Moreira, Paulo

“Compulsive Memory: The Endurance of 1969 in Brazil,” Studies in Spanish and Latin American Cinemas, 16.2 (2019), p. 233-250.

Abstract

Political events turned 1969 into a year that has been periodically revisited in Brazilian culture. Living under a full-fledged military dictatorship implanted in December 1968 that made it impossible for Brazilians to organize peaceful demonstrations, small armed groups took central stage with the kidnapping of the US ambassador while the president general Costa e Silva suffered a stroke. The stunning success of that operation contrasted with the gruesome murder of the guerrilla leader Carlos Marighella shortly afterwards. This article focuses on memoirs from survivors of those events (Fernando Gabeira and Frei Betto) and on film adaptations of those books by directors Bruno Barreto and Helvécio Ratton. Investigating how history is represented in these cultural products and what they try to suppress or highlight, I wish to reflect on the compulsion of memory both as revelation and as mystification of the past.

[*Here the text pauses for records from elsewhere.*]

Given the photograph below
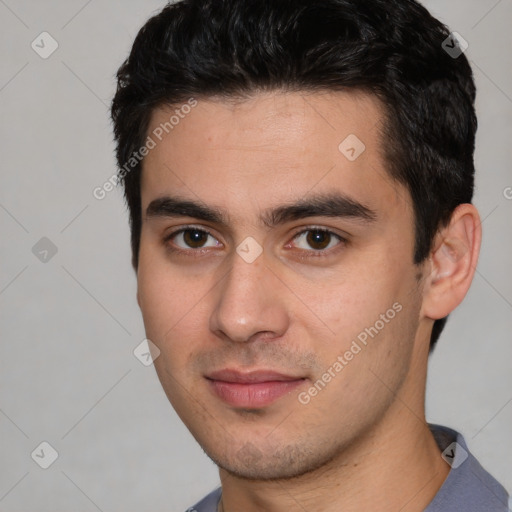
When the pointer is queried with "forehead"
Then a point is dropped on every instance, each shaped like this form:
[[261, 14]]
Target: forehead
[[270, 148]]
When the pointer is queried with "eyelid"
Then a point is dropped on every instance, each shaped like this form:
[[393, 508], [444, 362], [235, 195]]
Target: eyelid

Brazilian Films About the Dictatorship, 1989-2019

This comprehensive filmography of Brazilian films addressing the military dictatorship was researched and compiled by author Paulo Moreira as a long endnote to his article that had to be cut for space considerations. It was supplemented with some images and/or links by the staff of SLAC. It is organized chronologically. Follow the links below:

1982-1999;

1999-2009;

2009-20191

The images in the header above are frames grabs used to illustrate Moreira’s article.  From left to right:

  1. Frei Betto stands in front of newsstand. Archival images inserted in the action in Batismo de Sangue/Baptism of Blood, 2006, Brazil: Quimera Produções.
  2. Actors Selton Mello (Oswaldo) and Pedro Cardoso (Gabeira) are inserted in documentary footage from demonstrations in Barreto’s O que é isso companheiro/ Four Days in September, 1997, Brazil: Luiz Carlos Barreto Producções.
  3. Torture session in O que é isso companheiro: calm, technical precision.
  4. The torturer as a monster in Batismo de Sangue: Fleury, an actual police chief, played by Cássion Gabus Mendes with General Médici’s official presidential portrait in the background.